Limitations of our review have to be considered when extrapolating the results to clinical practice. First, the present study does not report any outcome endpoints. A recent large randomised-controlled trial showed no difference in mortality rate among ICU patients receiving different fluid bolus infusion rates [33]. However, the faster rate adopted in this study (5.5 mL/min) is below the median rate found in the studies included in the present review (25 mL/min) [33]. The administration of aliquots of fluids at a slow rate should not probably be indicated as a fluid challenge. Moreover, all the included studies are research papers whose aim was to evaluate the haemodynamic changes after the fluid challenge infusion or assess the reliability of indexes or functional haemodynamic tests in predicting the response to a fluid challenge. We did not include studies on the fluid challenge clinical use in ICU patients.

Another potential source of bias is related to the different haemodynamic monitorings used to assess fluid challenge responsiveness. When considering the median cut-off value identifying responders from non-responders, the accuracy of measurement of the changes in CO, or its surrogates, is undoubtedly relevant. Additionally, the reliability of different monitorings in tracking the dynamic trends of CO may not be consistent and may be below the boundaries of accuracy and precision of the Critchley–Critchley criteria [34]. Hence, the reproducibility of CO measurements obtained by the different monitoring systems may be limited. Moreover, cut-off values and measurement techniques potentially induce heterogeneity in response to the fluid challenge administration. As confirmed, responders ranged from 23 to 100% across the included studies (Table 2). The use of echocardiography is associated with high proportions of fluid responders compared to other haemodynamic monitoring devices. The operator-dependent bias may affect the evaluation of SV changes after fluid challenge.

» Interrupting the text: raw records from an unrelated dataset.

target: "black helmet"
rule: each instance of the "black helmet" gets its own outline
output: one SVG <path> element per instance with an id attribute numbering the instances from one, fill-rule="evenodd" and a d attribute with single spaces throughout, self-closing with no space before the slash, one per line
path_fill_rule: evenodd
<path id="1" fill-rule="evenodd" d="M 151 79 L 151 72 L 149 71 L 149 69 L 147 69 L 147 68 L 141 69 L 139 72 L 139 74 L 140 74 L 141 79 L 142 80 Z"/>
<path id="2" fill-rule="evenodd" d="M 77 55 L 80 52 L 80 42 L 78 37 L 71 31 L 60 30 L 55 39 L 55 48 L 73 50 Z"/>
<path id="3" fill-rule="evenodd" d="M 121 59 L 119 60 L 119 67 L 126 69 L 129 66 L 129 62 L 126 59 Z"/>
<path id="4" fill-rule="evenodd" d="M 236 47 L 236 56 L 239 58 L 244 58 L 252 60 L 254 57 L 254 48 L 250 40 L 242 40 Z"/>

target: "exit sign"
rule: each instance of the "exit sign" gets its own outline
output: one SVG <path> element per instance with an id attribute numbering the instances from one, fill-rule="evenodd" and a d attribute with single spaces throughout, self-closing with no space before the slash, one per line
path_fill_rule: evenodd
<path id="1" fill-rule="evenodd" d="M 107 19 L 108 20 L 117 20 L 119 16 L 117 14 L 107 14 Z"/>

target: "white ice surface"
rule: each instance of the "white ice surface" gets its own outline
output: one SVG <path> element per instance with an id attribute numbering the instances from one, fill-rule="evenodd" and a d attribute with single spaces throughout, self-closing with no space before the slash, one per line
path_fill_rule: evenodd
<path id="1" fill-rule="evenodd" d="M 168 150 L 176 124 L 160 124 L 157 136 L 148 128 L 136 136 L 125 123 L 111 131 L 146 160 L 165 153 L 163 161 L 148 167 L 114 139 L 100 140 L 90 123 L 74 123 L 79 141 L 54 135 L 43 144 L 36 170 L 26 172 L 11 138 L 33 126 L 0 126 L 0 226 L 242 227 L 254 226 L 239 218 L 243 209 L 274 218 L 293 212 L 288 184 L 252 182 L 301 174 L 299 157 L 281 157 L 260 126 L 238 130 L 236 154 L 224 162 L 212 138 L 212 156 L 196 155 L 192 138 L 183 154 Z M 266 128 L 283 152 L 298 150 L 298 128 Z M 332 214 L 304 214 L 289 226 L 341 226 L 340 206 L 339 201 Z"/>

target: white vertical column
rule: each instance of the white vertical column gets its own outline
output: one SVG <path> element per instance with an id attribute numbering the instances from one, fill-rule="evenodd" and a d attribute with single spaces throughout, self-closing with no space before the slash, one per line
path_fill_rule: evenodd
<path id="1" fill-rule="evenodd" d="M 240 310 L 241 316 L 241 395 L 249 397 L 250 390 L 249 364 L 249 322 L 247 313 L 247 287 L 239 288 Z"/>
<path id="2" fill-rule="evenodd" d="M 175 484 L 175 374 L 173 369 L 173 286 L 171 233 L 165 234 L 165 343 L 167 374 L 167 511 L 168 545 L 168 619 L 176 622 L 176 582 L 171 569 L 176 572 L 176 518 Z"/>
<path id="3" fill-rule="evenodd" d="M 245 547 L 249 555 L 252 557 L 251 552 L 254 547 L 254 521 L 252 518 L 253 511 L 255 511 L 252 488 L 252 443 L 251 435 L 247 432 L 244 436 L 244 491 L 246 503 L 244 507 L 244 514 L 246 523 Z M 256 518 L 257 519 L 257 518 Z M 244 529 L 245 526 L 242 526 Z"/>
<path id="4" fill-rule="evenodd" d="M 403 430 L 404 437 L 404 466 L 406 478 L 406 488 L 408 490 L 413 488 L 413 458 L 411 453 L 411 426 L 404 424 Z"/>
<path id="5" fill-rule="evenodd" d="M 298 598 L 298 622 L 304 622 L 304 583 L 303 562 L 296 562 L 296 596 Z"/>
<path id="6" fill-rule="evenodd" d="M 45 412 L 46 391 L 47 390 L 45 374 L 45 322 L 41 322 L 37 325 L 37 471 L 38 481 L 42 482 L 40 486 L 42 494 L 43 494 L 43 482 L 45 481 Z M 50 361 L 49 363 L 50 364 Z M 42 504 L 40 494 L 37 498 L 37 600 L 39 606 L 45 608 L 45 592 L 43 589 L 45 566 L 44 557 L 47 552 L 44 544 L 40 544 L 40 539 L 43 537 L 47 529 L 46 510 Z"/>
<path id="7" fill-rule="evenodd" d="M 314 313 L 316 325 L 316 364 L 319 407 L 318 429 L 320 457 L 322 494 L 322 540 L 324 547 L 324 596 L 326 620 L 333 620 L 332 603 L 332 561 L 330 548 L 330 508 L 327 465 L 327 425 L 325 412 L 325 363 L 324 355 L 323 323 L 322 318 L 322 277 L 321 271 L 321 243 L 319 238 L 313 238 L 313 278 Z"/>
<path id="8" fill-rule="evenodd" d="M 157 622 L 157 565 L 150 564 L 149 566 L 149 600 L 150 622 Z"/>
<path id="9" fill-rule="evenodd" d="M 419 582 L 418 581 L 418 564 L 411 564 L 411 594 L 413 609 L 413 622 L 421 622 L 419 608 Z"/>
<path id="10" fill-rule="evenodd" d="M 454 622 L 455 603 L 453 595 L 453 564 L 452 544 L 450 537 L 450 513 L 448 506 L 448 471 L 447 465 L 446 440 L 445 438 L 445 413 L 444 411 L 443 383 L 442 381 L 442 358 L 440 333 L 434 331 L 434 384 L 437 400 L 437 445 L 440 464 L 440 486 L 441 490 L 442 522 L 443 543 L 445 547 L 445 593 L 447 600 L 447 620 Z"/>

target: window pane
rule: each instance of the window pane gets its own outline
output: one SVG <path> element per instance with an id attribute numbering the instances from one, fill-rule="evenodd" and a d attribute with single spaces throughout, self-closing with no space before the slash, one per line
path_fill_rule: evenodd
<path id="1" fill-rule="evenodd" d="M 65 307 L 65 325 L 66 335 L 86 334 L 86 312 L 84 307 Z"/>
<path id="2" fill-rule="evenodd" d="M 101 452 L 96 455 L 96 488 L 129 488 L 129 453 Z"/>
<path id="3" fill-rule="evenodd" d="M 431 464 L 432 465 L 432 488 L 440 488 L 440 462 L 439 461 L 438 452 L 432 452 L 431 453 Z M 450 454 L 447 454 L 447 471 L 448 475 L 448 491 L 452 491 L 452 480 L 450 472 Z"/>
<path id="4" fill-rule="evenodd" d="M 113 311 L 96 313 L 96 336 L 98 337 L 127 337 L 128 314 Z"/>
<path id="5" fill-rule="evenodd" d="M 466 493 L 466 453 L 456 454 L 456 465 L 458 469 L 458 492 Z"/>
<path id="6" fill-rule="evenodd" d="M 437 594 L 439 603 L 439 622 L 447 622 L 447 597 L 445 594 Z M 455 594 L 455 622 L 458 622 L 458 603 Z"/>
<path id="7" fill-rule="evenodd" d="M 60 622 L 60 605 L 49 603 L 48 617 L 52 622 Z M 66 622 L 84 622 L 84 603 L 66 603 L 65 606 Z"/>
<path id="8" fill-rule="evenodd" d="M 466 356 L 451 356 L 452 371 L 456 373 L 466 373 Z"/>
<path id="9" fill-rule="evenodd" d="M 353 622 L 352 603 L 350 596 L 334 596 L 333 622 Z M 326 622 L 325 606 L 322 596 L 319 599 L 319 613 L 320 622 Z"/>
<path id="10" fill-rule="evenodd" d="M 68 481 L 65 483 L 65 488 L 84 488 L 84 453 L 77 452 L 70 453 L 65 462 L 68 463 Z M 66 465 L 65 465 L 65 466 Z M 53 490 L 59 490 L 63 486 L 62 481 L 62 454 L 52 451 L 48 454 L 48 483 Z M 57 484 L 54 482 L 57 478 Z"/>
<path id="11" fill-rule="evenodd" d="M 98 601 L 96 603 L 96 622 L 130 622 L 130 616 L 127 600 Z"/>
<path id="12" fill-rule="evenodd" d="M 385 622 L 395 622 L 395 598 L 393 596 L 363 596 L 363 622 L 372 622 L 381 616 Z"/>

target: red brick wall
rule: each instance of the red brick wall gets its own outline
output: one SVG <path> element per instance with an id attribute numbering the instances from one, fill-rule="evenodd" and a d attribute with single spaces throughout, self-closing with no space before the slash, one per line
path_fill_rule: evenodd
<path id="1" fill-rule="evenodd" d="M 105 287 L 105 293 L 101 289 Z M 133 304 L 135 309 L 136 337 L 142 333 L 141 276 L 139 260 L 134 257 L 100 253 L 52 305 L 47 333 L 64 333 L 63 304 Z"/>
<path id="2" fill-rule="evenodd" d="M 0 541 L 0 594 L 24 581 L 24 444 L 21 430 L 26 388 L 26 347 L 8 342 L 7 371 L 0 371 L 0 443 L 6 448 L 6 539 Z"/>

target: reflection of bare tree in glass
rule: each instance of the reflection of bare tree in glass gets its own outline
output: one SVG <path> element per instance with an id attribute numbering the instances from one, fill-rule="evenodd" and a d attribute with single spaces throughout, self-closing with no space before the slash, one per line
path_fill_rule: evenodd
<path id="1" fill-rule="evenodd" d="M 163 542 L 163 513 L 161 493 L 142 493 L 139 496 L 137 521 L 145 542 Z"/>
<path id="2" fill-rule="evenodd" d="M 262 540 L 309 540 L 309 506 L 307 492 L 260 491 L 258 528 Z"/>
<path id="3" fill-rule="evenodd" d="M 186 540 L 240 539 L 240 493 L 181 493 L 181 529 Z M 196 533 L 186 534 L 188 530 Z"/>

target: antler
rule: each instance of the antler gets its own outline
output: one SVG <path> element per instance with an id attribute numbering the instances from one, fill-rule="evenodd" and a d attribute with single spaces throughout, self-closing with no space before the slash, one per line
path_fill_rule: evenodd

We excluded studies in which the fluid challenge response has been assessed without haemodynamic monitoring and, hence assessing changes in systemic arterial pressures, potentially limiting the whole comparability of the technique in the two considered decades. Finally, the overall number of patients enrolled in the trials of the two considered decades was considerably different. This could bias the comparisons between the two groups if weighted for study size.

Conclusions

This systematic review, including research studies on fluid challenge use in critically ill adult patients receiving haemodynamic monitoring, showed a positive response in 52% of the patients. This test was usually performed infusing a bolus of 500 mL fluid, more often a crystalloid, in less than 20 min, and fluid responsiveness was generally indicated as a CI or CO increase ≥ 15% compared to baseline. Fluid challenge administration is usually triggered by hypotension. In the 2011–2021, the infusion time was shorter, and crystalloids were more frequently used than in the 2000–2010 decade.